I terminated my pregnancy today, Dr. John. My OB doctor told me that my last pregnancy with my heart disease was just too difficult. But I know the medical system does not want to make the effort for Rose’s baby or for Rose. They are poor Haitians and don’t count. I have to hang up because her healthy three-year old is crying loudly next to the phone. And I feel sick.

Suze

My abdomen is swollen and I can’t walk. Plus I have a fever. I still take my blood thinner and see the Haitian cardiologist. When will you be here?

Katia

My heart valve was replaced years ago and I am 30 weeks pregnant. Please write me a letter to get me to “Miami”. The C-section for my first baby three years ago at the General Hospital in Port almost killed me. I am scared. I can’t do this again. Dr. John, please write the letter and get me out of here.

Daniel

Can you order my medication from France? I heard it is cheaper there.

Dieudonne

Please, my Father, get me a visa to come back to be with my host family again.
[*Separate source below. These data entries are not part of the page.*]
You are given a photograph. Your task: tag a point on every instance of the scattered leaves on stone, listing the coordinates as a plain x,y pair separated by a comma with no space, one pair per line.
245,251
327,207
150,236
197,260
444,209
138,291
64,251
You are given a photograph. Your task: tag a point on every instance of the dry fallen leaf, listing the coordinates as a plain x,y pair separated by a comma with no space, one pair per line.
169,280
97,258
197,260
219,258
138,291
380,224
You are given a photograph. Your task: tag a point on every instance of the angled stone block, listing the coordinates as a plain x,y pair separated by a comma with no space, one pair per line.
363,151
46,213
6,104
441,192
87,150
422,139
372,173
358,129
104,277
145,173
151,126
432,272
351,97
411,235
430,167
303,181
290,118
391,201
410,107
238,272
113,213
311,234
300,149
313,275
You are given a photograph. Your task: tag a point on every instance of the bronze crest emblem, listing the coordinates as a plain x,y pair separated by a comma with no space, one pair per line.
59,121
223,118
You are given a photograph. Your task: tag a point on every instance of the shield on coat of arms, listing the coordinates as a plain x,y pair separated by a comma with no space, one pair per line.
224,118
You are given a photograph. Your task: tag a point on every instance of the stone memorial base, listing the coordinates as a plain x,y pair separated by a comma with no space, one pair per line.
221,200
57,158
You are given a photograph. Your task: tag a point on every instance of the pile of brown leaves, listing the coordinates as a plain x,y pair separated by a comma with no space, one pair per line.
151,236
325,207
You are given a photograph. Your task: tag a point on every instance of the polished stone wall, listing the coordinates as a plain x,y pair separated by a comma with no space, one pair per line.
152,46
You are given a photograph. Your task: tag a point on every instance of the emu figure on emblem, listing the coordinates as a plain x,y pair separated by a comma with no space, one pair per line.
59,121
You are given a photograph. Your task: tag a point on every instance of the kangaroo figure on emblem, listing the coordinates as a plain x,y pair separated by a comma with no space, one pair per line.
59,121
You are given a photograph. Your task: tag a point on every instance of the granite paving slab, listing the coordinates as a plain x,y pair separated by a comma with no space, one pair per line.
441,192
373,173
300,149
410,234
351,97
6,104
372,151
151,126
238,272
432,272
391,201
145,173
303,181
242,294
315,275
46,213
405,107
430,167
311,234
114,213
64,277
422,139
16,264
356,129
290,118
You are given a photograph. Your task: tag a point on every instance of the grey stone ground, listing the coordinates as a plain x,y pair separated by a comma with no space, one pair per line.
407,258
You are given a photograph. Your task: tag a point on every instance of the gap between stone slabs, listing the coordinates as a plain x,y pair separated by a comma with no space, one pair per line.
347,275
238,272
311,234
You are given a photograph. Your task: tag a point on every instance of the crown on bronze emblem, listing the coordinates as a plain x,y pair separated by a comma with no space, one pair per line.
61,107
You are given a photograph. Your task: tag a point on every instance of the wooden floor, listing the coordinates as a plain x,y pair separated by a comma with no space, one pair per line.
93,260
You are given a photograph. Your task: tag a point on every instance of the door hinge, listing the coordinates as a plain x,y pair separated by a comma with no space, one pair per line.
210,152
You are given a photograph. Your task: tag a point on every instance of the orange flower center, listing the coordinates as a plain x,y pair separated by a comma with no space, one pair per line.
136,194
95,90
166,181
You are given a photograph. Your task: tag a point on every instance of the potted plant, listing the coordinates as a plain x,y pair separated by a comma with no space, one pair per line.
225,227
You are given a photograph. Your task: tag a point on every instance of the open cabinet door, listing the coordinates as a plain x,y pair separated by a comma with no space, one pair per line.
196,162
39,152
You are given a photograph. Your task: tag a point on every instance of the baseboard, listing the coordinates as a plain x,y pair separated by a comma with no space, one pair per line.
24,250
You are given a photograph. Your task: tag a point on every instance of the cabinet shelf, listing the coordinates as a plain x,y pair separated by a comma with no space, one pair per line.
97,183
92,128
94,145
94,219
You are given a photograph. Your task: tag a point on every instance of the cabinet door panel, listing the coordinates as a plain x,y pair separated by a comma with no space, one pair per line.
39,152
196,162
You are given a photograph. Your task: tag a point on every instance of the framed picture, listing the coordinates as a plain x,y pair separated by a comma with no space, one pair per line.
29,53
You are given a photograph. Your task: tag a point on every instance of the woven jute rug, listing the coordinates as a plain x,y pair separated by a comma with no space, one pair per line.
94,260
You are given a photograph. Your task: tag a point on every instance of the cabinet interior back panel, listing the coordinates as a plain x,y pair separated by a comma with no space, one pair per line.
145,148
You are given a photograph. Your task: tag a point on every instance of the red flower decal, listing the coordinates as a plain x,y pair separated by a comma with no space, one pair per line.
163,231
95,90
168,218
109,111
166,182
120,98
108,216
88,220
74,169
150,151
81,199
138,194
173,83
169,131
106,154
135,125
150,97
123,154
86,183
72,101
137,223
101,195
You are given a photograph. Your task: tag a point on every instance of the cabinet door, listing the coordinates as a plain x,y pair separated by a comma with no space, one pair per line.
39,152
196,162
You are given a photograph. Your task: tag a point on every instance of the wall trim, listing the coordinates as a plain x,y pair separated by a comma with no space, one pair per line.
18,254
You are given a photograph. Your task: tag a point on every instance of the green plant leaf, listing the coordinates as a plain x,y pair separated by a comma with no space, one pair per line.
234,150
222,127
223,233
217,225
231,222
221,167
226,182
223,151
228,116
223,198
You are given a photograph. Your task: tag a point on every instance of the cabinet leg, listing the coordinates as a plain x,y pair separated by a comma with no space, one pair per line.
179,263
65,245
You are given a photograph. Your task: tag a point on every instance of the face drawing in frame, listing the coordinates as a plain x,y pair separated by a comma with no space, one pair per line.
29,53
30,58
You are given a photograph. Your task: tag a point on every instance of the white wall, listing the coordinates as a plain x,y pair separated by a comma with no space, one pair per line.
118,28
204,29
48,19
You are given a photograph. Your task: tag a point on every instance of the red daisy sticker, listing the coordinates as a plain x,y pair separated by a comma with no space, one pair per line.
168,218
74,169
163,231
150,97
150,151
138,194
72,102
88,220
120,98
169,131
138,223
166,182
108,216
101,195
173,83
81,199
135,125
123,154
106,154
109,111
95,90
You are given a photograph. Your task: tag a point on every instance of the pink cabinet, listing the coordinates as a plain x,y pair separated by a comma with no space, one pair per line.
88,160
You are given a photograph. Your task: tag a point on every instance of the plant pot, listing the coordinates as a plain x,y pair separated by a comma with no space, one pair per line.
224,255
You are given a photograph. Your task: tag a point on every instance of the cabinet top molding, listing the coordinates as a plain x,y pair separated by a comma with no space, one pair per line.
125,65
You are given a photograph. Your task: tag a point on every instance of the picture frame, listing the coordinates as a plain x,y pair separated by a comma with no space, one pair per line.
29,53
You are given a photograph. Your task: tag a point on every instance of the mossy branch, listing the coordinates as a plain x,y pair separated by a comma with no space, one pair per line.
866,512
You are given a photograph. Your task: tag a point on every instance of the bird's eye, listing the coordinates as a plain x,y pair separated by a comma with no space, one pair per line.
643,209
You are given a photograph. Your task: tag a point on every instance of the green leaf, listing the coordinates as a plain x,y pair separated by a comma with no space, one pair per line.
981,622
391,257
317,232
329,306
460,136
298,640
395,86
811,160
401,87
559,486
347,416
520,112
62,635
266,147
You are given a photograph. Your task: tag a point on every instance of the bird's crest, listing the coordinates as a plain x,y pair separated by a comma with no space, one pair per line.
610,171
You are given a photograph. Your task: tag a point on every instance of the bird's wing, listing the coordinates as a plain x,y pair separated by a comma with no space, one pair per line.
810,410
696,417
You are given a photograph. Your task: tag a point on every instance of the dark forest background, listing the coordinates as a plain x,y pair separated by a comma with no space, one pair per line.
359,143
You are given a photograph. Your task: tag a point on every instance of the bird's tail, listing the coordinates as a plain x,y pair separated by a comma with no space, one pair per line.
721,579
And how is your family, Father?

But, Dieudonne, your wonderful host mom is gone forever.

Please, Father, help me. Do something. (Sixty-six desperate phone calls over the weekend from Dieudonne and they continue now.)

Heurese

I lied to you and used the money for my rent, not for the echocardiogram. I live in a tiny room in Carrefour. My landlord will take my key if I don’t pay. (Sobbing…) I have lost my children. No one here cares about me. I walk the streets a lot and think about death.

Keket

After her breast biopsy in Port, Keket gave birth on the tap-tap, or was it in Saint Marc? Others say she had the baby in Cap Haitien. Who really knows or cares? Both Keket and baby are doing well. But she refuses to leave her village high in the mountains because she is breastfeeding and she feels good. And she has no money to take the bus back to Port, let alone to pay for her mastectomy.

Mondesir

Your patient is cleared to go back to Haiti. He is doing great and anxious to see his little boys and wife again. He had no hope nor future six months ago. Now he does.

(Names have been changed but not the details.)

(Some names have been changed, but the details have not been altered.)